For the first 15 years Long Case clock makers struggled to develop a pendulum device capable of keep accurate time. By 1670 an anchor escapement had been developed that, when used in conjunction with a pendulum, allowed great accuracy to be achieved. This development ensured that history would remember Britain as the dominating producer in the world of clock making. Names such as Joseph Knibb, Thomas Tompian, George Graham, and Daniel Quare all come to mind when discussing the history of Long Case Clocks.
The earliest cases were made from oak and were architectural in appearance. Higher quality clocks would be finished with ebony or pearwood. Later cases were made from high quality African mahogany. Today, beautiful examples of what is called "flame mahogany" can also be seen. Early dials were square and made of brass.
In 1772 Osborn & Wilson, from Birmingham, introduced the white dial. These early dials had simple decorations, such as birds or strawberries. By 1830 small painted scenes, in the corners and arch, were depicted on dials.

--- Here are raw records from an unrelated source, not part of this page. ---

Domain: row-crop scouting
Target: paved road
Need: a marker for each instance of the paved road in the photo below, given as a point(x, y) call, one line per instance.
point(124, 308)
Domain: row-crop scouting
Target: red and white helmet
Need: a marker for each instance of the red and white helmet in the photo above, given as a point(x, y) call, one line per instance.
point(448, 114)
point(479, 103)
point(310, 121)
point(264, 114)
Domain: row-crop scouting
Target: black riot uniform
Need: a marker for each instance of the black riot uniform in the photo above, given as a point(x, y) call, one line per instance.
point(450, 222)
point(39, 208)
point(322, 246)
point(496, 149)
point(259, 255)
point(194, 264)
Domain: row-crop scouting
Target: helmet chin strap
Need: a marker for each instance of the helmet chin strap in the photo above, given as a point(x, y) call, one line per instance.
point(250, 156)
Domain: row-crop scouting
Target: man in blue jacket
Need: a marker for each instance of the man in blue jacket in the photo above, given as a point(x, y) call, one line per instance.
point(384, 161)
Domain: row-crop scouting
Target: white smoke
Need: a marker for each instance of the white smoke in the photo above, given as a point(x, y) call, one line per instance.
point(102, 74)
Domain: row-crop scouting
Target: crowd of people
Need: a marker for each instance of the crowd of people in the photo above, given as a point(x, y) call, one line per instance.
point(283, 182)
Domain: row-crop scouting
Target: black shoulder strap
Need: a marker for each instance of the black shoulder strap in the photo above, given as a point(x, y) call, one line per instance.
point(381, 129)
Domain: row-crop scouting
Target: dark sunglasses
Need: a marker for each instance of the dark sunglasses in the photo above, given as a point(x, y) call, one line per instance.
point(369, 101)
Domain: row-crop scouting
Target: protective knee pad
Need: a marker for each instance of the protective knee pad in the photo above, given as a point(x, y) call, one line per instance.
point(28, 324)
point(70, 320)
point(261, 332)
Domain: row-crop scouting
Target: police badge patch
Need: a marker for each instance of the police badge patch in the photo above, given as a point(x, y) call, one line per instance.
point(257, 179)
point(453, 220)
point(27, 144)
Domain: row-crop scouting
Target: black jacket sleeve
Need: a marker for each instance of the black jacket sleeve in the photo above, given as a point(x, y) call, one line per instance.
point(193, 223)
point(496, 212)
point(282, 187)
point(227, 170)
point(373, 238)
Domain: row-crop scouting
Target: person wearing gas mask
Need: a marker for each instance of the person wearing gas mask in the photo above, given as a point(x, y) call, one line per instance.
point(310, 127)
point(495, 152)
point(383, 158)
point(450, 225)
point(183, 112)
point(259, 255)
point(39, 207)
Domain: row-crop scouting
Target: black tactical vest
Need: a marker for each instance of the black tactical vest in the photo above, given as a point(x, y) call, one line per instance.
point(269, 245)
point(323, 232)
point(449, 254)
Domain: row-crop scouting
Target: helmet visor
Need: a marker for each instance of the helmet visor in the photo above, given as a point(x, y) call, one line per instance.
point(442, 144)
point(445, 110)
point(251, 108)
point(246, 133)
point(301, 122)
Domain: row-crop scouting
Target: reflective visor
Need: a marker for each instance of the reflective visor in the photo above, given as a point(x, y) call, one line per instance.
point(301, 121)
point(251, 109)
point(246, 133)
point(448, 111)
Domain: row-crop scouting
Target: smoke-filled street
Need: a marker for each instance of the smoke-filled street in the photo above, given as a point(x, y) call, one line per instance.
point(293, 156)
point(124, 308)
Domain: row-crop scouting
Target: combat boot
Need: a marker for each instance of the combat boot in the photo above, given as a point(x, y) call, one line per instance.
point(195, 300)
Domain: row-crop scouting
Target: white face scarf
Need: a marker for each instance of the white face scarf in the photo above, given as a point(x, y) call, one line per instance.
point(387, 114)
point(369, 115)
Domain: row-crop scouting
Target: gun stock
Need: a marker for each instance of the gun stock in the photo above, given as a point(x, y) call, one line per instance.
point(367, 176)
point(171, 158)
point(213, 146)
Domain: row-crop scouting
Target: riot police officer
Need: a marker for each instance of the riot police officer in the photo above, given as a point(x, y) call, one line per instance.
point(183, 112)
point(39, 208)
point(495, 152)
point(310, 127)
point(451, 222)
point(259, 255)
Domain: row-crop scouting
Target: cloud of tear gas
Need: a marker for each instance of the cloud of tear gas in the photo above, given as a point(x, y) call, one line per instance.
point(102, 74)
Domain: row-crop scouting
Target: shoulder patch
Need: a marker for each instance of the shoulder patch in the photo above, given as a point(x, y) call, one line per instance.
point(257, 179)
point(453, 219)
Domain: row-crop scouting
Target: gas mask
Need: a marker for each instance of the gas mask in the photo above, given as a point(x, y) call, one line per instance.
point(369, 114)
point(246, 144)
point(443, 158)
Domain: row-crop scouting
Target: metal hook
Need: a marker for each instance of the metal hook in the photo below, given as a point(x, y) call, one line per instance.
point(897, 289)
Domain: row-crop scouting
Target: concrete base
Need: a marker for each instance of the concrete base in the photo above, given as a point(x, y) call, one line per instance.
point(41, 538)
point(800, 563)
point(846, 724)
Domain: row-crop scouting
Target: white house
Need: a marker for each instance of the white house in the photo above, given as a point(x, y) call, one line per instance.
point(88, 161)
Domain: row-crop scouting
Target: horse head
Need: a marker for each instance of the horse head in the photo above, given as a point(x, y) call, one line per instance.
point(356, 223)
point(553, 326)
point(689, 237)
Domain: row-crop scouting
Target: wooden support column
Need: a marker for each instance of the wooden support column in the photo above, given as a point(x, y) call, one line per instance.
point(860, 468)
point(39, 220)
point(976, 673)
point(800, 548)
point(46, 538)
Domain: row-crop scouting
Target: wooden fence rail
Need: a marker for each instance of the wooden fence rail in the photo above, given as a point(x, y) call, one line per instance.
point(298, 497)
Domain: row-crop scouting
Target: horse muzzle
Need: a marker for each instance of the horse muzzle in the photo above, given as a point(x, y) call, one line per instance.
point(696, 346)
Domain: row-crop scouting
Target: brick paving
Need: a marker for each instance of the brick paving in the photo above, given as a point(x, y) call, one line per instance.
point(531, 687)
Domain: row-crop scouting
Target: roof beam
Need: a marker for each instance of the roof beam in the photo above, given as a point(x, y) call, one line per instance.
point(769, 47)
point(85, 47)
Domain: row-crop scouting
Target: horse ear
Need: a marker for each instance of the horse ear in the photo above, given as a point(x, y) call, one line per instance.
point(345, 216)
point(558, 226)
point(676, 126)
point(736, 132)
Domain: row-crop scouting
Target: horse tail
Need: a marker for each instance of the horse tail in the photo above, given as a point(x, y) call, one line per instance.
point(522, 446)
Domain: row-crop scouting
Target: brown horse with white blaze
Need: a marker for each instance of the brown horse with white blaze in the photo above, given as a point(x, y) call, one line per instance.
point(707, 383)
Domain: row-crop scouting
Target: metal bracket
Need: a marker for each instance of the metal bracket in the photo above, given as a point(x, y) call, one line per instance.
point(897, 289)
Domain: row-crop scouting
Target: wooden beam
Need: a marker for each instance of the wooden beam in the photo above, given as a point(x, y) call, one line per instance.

When talking about clock history, one can never forget the contribution made to British seafaring by John Harrison. Against all odds, Harrison produced the first sea clock. Which enabled accurate calculations of Longitude which helped Britain become the greatest sea-trading nation during the 19th century. British Long Case clocks were popular until less expensive, American made movements flooded the market at the end of the 1870s. During this time, production of British Long case clocks virtually ceased.